As for cryptocurrencies as an investment, Davis said that case is weak too, given cryptocurrency does not generate any cash flows like interest payments or dividends, nor can its value be based on economic fundamentals. Instead, prices are dependent more on speculation about eventual uses and adoptions, which creates volatility and thus undermines the value of the cryptocurrency.
Davis does not even see cryptocurrencies as a way to play the blockchain movement, even though blockchain technology makes digital currencies possible. "Although cryptocurrencies are built using a blockchain, they are not necessarily tied to the value of blockchain applications that may improve the cost, speed and security of executing transactions or contracts. Bitcoin is an investment in blockchain in the same way that Pets.com was an investment in the internet," wrote Davis.
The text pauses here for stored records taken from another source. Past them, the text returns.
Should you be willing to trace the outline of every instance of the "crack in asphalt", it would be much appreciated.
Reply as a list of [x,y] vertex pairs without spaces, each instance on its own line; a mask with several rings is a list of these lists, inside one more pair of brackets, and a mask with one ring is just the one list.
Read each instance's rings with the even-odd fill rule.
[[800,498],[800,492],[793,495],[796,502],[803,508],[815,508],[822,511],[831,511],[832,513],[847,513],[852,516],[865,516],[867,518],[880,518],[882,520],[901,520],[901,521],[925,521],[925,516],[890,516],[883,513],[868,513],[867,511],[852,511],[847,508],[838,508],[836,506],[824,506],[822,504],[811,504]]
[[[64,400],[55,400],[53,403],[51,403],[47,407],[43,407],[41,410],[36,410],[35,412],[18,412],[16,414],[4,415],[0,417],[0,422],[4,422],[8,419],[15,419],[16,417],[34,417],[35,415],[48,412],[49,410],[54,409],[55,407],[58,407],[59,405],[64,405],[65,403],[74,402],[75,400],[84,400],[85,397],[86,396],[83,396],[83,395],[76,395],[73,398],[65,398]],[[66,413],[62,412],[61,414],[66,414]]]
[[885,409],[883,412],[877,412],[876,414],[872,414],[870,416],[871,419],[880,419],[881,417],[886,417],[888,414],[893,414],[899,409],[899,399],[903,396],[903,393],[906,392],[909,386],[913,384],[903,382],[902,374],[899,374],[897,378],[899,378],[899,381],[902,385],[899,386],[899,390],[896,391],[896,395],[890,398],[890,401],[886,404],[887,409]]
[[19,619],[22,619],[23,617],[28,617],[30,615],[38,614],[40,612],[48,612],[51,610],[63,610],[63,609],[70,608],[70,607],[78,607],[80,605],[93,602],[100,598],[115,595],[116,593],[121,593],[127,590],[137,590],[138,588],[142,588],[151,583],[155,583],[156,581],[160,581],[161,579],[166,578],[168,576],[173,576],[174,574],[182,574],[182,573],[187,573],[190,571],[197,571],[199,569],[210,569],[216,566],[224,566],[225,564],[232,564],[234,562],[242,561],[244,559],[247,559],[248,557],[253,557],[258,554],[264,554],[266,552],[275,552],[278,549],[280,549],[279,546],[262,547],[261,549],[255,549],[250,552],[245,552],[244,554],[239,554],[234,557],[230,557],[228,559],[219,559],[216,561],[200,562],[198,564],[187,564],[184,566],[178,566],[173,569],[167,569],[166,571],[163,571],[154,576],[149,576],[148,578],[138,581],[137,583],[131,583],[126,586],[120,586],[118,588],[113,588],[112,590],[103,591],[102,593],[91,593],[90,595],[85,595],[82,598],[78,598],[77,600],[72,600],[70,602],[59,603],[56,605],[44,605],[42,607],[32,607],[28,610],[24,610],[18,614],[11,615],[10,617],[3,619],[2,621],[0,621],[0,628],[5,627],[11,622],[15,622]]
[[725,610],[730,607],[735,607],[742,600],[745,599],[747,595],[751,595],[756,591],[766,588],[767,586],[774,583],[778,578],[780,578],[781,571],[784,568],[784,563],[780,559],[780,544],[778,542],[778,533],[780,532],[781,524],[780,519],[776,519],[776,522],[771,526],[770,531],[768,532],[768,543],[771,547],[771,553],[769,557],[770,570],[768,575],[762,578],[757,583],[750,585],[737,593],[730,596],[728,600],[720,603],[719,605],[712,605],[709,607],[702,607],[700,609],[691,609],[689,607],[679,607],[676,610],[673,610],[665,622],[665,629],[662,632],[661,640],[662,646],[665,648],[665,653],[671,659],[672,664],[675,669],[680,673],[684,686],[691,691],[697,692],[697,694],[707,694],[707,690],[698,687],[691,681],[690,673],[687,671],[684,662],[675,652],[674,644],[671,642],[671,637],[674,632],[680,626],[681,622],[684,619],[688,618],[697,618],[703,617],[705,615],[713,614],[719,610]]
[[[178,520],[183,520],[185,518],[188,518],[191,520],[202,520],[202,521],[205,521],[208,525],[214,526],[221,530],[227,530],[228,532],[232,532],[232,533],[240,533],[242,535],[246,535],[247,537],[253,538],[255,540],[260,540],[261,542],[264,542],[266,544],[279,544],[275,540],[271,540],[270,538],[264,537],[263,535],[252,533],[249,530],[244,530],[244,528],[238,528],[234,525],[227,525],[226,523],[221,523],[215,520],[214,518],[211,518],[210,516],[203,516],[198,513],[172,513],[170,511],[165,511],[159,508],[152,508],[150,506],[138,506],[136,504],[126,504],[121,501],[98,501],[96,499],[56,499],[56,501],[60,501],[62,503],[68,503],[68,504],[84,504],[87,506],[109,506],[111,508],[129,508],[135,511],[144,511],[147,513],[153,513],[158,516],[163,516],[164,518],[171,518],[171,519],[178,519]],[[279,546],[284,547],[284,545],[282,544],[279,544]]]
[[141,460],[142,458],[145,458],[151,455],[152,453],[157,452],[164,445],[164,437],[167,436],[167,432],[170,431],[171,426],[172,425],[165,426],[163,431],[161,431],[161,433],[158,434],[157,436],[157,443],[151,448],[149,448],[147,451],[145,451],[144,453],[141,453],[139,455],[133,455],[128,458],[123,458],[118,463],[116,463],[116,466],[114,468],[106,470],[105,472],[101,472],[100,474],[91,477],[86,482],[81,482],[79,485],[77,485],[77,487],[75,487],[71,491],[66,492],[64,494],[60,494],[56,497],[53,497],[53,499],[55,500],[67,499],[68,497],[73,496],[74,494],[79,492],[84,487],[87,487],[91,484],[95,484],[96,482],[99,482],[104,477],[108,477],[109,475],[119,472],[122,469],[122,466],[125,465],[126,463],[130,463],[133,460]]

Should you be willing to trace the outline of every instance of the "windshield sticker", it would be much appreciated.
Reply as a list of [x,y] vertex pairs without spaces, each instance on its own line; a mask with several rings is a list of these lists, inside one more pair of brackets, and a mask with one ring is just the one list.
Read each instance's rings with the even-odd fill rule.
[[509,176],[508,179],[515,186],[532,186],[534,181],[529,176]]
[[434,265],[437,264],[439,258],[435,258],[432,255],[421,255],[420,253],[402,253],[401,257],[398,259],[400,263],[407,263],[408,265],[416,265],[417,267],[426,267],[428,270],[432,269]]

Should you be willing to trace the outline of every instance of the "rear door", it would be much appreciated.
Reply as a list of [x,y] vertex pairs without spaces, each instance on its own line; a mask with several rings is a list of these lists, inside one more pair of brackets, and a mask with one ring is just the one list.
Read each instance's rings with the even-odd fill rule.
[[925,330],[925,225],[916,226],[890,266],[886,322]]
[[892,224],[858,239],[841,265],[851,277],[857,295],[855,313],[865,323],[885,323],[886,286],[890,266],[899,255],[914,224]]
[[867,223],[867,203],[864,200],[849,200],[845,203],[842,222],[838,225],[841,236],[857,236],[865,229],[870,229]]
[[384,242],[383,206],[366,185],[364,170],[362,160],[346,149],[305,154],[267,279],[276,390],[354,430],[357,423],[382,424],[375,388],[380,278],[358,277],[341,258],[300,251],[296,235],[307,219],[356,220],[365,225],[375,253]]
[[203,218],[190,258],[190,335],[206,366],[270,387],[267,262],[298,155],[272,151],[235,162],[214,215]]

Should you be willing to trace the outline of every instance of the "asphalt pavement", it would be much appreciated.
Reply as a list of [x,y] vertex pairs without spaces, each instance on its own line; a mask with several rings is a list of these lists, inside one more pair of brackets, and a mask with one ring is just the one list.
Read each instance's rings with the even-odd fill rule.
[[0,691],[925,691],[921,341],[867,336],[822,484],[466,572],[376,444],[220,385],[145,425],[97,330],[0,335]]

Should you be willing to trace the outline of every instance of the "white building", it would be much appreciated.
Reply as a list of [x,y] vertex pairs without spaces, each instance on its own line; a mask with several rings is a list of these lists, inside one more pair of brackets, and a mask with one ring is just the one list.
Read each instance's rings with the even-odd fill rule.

The Vanguard economist noted that, for investors to gain bitcoin exposure, it would mean reducing their positions in stocks, bonds and cash – the foundations of a well-diversified investment portfolio. "With no cash flows and extreme volatility, the investment case for bitcoin is hardly compelling," he wrote, noting that blockchain technology development is in the early stages with the expansion of the technology to come over decades. "As innovation quickens and competition increases, the majority of networks (and their associated cryptocurrencies) may be rendered obsolete, leaving many cryptocurrencies like tulip bulbs in 17th-century Holland – soaring to incredible heights before the speculative bubble pops. And, unlike tulips, they don't look nice in a vase," wrote Davis.